Sunday, October 12, 2008

Got Milk?

I was browsing through my journals and found this from 2004.
I thought it was still interesting…

"Since October 1, 2001, over 400 million pounds of surplus nonfat have
been acquired by USDA.
" It takes 11 pounds of milk to produce one pound of non-fat dry milk.
The 400 million pounds of surplus milk powder represents
4.4 billion pounds of liquid milk that had to be dried and stored in
a warehouse at the expense
of taxpayers, for there is no market for that surplus."

Feds stuck with $1 billion in surplus milk powder

By PHILIP BRASHER,
AP Farm Writer

WASHINGTON - Want milk? The government is trying to figure out what to do with $1 billion worth of nonfat milk powder that it bought over the past three years to prop up the prices paid to dairy farmers.

That is the equivalent of about 1.3 billion gallons of skim milk, enough to supply the nation's entire consumption for 16 months. It would take 635,000 cows an entire year to make all that milk.

The bags of powder are kept in a series of privately owned, manmade caves near Kansas City, Mo., and other warehouses around the country. An additional 20 million to 25 million pounds arrive every week.

"They keep making it and we keep buying it," said Steve Gill, an Agriculture Department official.

Under a Depression-era system, the department is required to control supplies of butter, cheese and nonfat dry milk powder to keep milk prices above a certain level and support dairy farmers' revenue.

The 1996 Freedom to Farm law, which was supposed to wean farmers from government support, ended the milk program in 1999. But Congress extended it temporarily, and then made it permanent again in the farm bill that President Bush signed into law in May.

Nonfat dry milk is what is left over after food makers remove the fat from milk to make butter, ice cream and products for which demand has been booming.

Milk processors do not have to sell the milk powder to the government. They could break it down into protein products, such as casein, that food manufacturers need for a variety of products from energy bars to infant formulas.

Processors sell to the government for one simple reason: The government pays more for nonfat dry milk, about 90 cents a pound, than food makers pay for milk protein.

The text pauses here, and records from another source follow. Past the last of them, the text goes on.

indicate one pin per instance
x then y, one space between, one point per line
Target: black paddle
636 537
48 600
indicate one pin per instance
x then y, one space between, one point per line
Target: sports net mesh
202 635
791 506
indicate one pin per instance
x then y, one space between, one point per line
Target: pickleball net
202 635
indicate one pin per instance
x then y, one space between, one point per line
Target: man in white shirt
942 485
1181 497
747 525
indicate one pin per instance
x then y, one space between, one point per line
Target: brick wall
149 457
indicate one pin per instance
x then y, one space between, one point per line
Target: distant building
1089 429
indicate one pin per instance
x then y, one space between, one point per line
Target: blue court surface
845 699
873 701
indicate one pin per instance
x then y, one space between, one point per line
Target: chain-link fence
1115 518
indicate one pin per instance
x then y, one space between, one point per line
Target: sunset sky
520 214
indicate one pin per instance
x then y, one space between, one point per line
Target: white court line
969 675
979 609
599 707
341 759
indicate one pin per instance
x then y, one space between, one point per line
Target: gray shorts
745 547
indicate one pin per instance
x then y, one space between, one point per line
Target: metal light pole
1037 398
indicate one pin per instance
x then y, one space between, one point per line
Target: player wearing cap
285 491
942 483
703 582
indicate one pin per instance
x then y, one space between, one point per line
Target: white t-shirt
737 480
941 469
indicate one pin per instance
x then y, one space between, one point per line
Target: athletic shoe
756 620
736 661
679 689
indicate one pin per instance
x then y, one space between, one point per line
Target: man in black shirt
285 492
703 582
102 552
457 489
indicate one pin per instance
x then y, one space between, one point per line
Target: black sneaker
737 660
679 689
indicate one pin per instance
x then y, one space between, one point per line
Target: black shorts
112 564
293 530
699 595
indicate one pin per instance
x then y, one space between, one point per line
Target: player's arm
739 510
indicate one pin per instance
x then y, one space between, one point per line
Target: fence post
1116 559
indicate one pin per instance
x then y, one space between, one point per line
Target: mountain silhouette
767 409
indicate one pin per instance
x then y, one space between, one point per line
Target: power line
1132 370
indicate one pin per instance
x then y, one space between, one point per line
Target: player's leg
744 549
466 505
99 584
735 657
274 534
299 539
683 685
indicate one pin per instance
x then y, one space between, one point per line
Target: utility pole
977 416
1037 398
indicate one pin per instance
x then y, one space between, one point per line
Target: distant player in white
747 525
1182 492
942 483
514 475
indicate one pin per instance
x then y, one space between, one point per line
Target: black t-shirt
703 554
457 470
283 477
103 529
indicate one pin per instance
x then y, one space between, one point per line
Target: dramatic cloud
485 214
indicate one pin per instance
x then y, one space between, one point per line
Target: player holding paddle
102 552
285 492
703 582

"The dairy producers, if they ever get something money-wise from the government, they don't want to let it go. It has kept our industry from producing products and ingredients that the market demands," said Connie Tipton, a vice president of the International Dairy Foods Association.

Art Jaeger, assistant director of the Consumer Federation of America, said the "milk support price is high and it's bringing out this excess production. That suggests to me that consumers are paying too much for milk or more than they should."

The Agriculture Department is trying to get rid of the powder. Storage costs are approaching $20 million a year, and the powder keeps coming; about 386 million pounds has been purchased since October.

Some of the powder is donated to domestic programs and overseas. Powder that is getting old -- the government has been storing some of this milk for up to three years -- is sold for use in animal feed.